Optimization
Overview
Teaching: 15 min
Exercises: 15 minQuestions
How can I optimize my code?
What am I even optimizing for?
Objectives
Review the different resources we can optimize for
Understand the optimization loop
Make our example code run at least a little faster
Scope your optimization work
When we are engaged in optimization there are a few things we should do first:
- Understand what the problem is
- Measure the current state of things (benchmark + first profile)
- Have a target in mind for what is “good enough”
When thinking about the problem, remember that your code doesn’t run in isolation. It runs as part of a larger workflow, that includes other pieces of code as well as non-automated things like researcher thinking time. Consider your entire workflow, and how much time is spent on waiting for code to run vs you analyzing results. If you have other useful work that can be done while your code runs, then do that, it’ll be time well spent.
Amdahl’s Law:
- System speed-up limited by the slowest component.
Paul’s rule of thumb:
- You are the slowest component.
Therefore:
- Focus on reducing your active interaction time,
- then on your total wait time,
- then on cpu time.
In parallel computing we’ll explore ways of making your work complete sooner, without making it run faster! Another way of making your code run faster can be to just buy a faster computer, though this isn’t always an option for everyone).
A reason to confirm that we need to optimize our code is that we want to avoid premature optimization:
Good coding practices can lead to more performant code from the outset. This is not wasted time.
Remember also that you cannot can’t optimize to zero. There will always be a minimum amount of time that your work will take to do, and you will only ever approach this minimum asymptotically. At first you’ll get 2-3 or even 10x speed increases for moderate effort, but as you keep going, you’ll end up spending a day writing unreadable code just for that 0.1% gain. Don’t be a speed addict, know when to quit!
Leveraging the work of others
There are a lot of python packages that are designed, directly or indirectly, to provide optimized python code. For example:
- NumPy
- The fundamental package for scientific computing with Python
- SciPy
- Fundamental algorithms for scientific computing in Python
- extends upon Numpy to provide additional data structures and algorithms
- Numba
- an open source JIT compiler that translates a subset of Python and NumPy code into fast machine code.
- Dask
- library for parallel computing in Python, with a focus on workflows and big data processing
- Taichi
- a domain-specific language embedded in Python that helps you easily write portable, high-performance parallel programs
- Cython
- an optimising static compiler for both the Python programming language and the extended Cython programming language
- write python code, convert it to c, compile, and run
- PyPy
- A fast, compliant alternative implementation of Python
- Not python modules will work in pypy, but many of the main one will
- pandas
- a fast, powerful, flexible and easy to use open source data analysis and manipulation tool, built on top of the Python programming language.
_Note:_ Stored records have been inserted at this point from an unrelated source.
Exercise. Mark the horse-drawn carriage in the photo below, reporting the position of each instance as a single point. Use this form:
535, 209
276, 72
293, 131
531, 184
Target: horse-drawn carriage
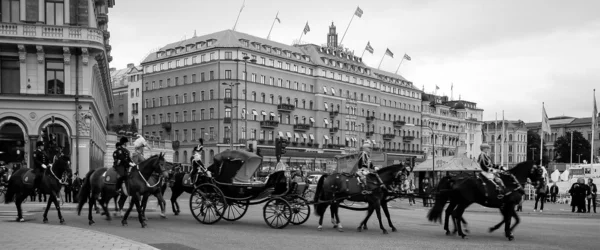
230, 189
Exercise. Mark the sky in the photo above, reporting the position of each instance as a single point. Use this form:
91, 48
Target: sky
510, 55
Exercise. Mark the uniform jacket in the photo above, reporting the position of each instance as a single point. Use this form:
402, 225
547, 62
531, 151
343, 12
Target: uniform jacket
39, 158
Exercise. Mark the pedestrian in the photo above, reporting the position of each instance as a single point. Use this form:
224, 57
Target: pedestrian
553, 192
540, 194
591, 195
425, 192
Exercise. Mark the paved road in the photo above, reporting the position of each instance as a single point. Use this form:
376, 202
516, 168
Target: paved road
537, 231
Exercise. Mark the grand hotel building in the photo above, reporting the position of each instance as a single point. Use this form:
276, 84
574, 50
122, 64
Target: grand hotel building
323, 99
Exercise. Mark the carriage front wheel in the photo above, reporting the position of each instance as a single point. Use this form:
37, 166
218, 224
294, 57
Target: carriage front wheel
207, 203
277, 213
300, 210
235, 210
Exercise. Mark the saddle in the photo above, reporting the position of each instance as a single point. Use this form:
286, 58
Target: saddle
110, 176
28, 178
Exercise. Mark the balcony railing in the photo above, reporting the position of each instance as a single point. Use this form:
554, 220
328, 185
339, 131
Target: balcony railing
60, 33
286, 107
166, 126
269, 124
301, 127
399, 124
388, 137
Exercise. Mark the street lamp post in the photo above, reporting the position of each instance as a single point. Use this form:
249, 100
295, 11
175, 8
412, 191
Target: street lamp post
231, 130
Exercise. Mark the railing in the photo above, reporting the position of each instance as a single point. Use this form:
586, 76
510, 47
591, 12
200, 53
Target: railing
399, 123
269, 124
286, 107
388, 136
51, 32
302, 127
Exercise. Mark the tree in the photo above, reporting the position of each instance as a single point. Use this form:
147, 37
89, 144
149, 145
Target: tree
581, 146
133, 127
533, 147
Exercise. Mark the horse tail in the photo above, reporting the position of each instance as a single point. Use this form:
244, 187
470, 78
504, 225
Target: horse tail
441, 198
319, 208
84, 192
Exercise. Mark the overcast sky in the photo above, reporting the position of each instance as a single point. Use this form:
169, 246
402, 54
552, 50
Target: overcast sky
509, 55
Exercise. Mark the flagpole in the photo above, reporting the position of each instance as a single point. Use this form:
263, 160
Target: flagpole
542, 138
381, 60
496, 139
239, 15
269, 35
353, 14
400, 63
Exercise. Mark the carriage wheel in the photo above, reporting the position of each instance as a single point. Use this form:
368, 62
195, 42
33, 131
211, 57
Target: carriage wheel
235, 210
207, 204
277, 213
300, 210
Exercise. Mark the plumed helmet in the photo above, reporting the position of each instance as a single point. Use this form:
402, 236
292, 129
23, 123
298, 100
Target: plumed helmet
124, 140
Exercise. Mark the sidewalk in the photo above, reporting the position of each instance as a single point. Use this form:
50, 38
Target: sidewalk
549, 209
38, 236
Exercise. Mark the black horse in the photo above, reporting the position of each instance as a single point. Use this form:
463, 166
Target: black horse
331, 190
462, 192
21, 185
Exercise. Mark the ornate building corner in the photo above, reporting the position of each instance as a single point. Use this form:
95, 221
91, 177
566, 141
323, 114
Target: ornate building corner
85, 56
67, 55
84, 123
40, 52
22, 53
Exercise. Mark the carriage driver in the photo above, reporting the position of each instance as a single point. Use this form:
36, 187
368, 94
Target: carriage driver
122, 162
40, 163
487, 167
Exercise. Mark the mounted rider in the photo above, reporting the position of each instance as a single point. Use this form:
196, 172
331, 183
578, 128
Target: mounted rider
487, 167
122, 162
139, 144
196, 160
40, 163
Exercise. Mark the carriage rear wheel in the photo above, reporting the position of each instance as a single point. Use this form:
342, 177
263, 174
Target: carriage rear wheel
207, 203
300, 210
235, 210
277, 213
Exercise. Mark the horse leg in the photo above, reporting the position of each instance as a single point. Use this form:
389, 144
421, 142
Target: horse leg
49, 201
449, 211
364, 222
378, 211
386, 211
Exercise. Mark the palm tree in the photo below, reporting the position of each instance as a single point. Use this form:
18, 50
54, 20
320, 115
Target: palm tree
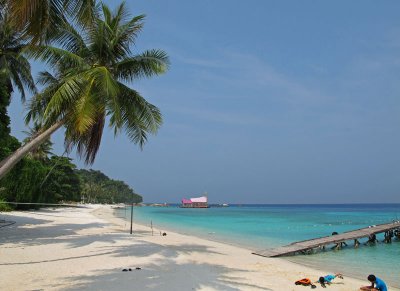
92, 69
40, 19
43, 151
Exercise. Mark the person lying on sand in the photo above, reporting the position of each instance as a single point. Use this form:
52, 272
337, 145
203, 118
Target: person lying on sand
328, 279
377, 284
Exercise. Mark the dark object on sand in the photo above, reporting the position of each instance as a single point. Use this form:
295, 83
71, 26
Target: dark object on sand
305, 282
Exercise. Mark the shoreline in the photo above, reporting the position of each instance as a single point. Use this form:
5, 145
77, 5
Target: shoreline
87, 248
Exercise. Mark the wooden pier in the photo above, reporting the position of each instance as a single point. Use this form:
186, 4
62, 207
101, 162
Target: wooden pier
308, 245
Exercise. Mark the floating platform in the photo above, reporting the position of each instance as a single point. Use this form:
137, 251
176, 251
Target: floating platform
307, 245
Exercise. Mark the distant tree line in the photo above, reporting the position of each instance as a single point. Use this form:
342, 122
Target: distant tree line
42, 177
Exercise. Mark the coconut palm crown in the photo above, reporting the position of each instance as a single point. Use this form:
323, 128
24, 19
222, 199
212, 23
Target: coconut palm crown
40, 19
92, 66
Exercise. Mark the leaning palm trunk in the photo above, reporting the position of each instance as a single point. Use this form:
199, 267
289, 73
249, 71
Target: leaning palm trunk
8, 163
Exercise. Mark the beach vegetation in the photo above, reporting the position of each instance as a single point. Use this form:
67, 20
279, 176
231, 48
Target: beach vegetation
98, 188
40, 20
92, 64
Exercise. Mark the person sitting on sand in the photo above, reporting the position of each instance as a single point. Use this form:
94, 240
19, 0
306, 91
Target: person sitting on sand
328, 279
377, 284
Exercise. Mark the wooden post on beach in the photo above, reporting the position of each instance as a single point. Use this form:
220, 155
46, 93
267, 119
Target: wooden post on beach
131, 214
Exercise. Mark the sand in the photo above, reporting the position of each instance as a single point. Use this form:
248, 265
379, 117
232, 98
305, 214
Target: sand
87, 249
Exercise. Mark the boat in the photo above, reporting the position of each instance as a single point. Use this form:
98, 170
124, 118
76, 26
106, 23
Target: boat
196, 202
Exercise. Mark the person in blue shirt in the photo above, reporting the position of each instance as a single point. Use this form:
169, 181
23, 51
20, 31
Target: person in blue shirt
377, 284
328, 279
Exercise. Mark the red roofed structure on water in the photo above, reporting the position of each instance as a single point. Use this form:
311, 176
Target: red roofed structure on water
198, 202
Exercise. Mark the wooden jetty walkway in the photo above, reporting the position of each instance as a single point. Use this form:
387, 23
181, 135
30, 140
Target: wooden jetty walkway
338, 239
These packages can provide significant performance increases, often by implementing parallel processing under the hood, without you having to write or manage any of the parallel computing components.
The Optimization Loop
Using scalene
we’ll re-run our initial profiling to ensure the results are consistent with the profiling we did in the previous lesson.
We should see the I/O is still the main bottleneck and as per Amdahl’s law we should fix that first.
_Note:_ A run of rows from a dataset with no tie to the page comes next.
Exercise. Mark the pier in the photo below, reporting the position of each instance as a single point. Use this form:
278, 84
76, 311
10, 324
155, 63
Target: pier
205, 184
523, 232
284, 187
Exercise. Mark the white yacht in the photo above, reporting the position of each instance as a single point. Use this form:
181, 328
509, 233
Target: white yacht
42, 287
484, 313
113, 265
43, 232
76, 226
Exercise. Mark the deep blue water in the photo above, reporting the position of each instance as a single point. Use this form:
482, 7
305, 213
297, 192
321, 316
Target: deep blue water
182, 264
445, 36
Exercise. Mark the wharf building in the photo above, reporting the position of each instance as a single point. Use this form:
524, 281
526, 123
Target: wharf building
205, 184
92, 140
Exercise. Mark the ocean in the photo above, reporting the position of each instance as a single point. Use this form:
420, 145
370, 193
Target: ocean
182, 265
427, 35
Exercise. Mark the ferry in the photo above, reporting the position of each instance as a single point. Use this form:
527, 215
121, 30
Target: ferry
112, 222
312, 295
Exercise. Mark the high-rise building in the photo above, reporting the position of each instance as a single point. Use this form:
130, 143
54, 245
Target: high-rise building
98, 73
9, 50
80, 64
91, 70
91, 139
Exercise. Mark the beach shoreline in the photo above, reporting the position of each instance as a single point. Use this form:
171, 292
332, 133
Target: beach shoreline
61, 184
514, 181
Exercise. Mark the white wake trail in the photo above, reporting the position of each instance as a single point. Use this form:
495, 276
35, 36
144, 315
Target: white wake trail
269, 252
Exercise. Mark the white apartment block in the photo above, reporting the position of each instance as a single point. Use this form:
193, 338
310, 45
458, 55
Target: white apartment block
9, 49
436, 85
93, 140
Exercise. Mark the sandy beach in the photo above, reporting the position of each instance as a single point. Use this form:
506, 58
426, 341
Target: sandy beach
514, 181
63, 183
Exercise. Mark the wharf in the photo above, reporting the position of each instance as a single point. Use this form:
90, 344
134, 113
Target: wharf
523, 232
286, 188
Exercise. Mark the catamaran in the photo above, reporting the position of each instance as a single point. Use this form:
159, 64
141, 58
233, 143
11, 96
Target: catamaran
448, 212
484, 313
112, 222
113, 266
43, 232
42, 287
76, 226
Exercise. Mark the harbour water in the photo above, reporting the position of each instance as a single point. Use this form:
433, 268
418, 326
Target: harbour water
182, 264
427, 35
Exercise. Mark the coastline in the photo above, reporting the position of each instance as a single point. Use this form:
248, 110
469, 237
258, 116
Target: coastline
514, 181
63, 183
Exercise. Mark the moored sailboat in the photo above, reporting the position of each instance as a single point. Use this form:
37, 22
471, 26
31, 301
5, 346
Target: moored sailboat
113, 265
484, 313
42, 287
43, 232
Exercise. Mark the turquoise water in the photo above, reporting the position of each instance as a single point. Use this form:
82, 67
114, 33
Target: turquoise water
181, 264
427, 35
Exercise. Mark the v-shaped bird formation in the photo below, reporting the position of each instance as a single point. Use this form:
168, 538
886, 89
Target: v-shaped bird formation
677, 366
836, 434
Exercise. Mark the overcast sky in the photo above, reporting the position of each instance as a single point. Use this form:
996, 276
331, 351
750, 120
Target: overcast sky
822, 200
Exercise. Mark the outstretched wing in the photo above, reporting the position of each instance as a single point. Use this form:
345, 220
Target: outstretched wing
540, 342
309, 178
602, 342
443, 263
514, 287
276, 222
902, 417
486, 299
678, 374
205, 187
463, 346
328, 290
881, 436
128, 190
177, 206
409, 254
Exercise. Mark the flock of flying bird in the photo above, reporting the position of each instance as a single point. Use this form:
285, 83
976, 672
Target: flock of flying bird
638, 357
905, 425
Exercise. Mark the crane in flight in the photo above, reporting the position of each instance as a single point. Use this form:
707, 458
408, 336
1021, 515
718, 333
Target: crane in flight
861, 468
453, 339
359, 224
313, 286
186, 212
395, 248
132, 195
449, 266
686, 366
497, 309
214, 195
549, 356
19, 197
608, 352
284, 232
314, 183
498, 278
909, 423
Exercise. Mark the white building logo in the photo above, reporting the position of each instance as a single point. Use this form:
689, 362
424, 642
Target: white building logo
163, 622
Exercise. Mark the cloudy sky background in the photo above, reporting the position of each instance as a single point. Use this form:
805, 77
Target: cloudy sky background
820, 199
One idea we can try first is to speed up the I/O (system) time by utlising the NumPy python module we are already using in several places.
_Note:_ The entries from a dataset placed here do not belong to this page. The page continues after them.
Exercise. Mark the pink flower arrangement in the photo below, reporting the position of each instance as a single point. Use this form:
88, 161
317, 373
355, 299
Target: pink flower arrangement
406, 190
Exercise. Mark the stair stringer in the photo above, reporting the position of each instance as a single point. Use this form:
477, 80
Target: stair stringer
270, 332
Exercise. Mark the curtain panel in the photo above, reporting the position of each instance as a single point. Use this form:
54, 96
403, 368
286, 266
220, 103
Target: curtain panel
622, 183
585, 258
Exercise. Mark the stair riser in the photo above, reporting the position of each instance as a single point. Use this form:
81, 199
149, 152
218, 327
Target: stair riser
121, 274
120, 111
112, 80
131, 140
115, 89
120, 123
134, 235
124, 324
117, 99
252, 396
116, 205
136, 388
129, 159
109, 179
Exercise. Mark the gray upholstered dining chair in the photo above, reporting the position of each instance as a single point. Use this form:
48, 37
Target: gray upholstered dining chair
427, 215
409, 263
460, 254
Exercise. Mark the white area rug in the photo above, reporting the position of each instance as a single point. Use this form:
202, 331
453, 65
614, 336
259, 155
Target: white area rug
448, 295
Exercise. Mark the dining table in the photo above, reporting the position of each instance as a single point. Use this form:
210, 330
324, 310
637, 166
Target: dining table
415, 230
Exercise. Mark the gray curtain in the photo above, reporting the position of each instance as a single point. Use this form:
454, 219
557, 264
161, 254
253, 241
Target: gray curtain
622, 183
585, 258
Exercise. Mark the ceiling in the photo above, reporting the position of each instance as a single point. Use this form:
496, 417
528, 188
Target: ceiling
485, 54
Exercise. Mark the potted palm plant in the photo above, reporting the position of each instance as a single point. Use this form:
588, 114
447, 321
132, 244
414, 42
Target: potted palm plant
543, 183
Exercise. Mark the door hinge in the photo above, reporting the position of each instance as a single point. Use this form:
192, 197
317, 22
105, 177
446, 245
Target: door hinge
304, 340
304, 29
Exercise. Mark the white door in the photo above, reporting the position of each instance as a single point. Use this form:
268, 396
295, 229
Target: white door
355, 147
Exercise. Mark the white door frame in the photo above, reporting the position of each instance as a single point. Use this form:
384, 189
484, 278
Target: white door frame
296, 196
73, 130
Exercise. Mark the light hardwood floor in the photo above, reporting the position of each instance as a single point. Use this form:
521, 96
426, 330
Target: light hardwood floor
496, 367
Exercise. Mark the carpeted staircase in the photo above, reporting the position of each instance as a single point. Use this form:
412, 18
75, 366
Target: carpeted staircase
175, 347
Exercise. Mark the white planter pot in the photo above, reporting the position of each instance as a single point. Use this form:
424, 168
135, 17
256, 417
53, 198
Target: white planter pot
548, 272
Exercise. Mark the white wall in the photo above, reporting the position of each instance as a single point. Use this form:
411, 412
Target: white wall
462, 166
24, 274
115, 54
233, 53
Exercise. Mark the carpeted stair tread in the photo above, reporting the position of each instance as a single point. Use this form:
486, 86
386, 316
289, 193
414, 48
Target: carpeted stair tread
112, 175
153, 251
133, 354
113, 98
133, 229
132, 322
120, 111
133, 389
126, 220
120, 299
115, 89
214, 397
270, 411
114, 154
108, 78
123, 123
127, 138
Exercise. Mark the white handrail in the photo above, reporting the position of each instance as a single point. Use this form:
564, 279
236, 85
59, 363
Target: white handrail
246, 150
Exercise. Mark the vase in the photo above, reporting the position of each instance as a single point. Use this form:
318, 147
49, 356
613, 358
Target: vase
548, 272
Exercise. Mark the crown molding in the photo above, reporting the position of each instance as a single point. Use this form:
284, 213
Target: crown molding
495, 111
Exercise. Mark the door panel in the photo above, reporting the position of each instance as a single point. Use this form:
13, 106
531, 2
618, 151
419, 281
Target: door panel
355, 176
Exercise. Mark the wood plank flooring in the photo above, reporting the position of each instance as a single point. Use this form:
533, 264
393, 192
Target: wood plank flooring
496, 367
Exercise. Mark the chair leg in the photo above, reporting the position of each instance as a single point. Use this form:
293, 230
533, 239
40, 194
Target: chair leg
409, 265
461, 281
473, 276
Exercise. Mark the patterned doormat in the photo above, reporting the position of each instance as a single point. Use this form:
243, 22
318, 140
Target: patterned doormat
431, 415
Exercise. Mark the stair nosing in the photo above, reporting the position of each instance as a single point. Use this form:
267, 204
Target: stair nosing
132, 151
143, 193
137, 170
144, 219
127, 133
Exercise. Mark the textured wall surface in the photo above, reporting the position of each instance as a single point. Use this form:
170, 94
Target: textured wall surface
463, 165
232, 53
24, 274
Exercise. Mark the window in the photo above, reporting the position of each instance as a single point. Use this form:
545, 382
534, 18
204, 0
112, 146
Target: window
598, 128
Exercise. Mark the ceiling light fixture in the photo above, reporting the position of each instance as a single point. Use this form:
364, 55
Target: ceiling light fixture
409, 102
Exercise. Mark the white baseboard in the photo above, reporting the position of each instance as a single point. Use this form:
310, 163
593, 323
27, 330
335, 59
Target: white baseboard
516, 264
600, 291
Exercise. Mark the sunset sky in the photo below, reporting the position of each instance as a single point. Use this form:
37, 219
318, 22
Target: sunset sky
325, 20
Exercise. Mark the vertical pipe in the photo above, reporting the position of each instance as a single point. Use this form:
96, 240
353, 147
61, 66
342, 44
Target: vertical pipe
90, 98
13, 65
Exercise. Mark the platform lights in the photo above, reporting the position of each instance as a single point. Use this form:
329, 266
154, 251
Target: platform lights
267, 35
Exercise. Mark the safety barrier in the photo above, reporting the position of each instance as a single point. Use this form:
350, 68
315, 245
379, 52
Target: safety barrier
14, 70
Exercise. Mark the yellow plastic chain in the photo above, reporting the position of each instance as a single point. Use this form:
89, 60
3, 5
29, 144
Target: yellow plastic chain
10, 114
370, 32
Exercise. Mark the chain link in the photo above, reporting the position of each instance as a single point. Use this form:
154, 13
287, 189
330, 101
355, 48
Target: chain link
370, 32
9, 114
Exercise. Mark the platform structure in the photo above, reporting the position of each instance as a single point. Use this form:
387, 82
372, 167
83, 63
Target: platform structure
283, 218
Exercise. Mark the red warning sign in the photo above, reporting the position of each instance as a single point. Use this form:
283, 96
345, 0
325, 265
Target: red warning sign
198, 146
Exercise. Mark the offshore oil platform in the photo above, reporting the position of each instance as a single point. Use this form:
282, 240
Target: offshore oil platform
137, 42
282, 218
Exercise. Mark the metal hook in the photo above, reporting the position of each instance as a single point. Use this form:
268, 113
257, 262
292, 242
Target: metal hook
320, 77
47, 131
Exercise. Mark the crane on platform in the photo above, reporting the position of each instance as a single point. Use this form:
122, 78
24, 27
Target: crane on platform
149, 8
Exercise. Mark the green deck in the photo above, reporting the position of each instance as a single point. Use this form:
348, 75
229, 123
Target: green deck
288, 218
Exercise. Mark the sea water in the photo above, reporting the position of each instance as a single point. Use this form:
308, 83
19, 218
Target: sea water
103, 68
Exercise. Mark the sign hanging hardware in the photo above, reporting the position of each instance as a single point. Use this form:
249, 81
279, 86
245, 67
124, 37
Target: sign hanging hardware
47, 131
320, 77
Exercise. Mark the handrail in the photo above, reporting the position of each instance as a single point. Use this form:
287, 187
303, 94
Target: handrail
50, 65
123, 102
NumPy has a way to quickly store data arrays into a file using the savetxt
function.
For our exercise, we’ll create a new file in our mymodule
directory and call it sky_sim_opt.py
and copy the contents of your sky_sim.py
into sky_sim_opt.py
.
Using NumPy we can change the main
function which runs all the functions to create our sources and then saves the csv file. To do this we’ll turn the ras
and decs
variables into
# Make sure to include an import to numpy as np at the top of your file.
import numpy as np
...
def main():
parser = skysim_parser()
options = parser.parse_args()
# if ra/dec are not supplied the use a default value
if None in [options.ra, options.dec]:
ra, dec = get_radec()
else:
ra = options.ra
dec = options.dec
ras, decs = make_stars(ra,dec, NSRC)
# Turn our list of floats into NumPy arrays
ras = np.array(ras)
decs = np.array(decs)
# We stack the arrays together, and use savetxt with a comma delimiter
np.savetxt(options.out, np.stack((ras, decs), axis = -1), delimiter=",")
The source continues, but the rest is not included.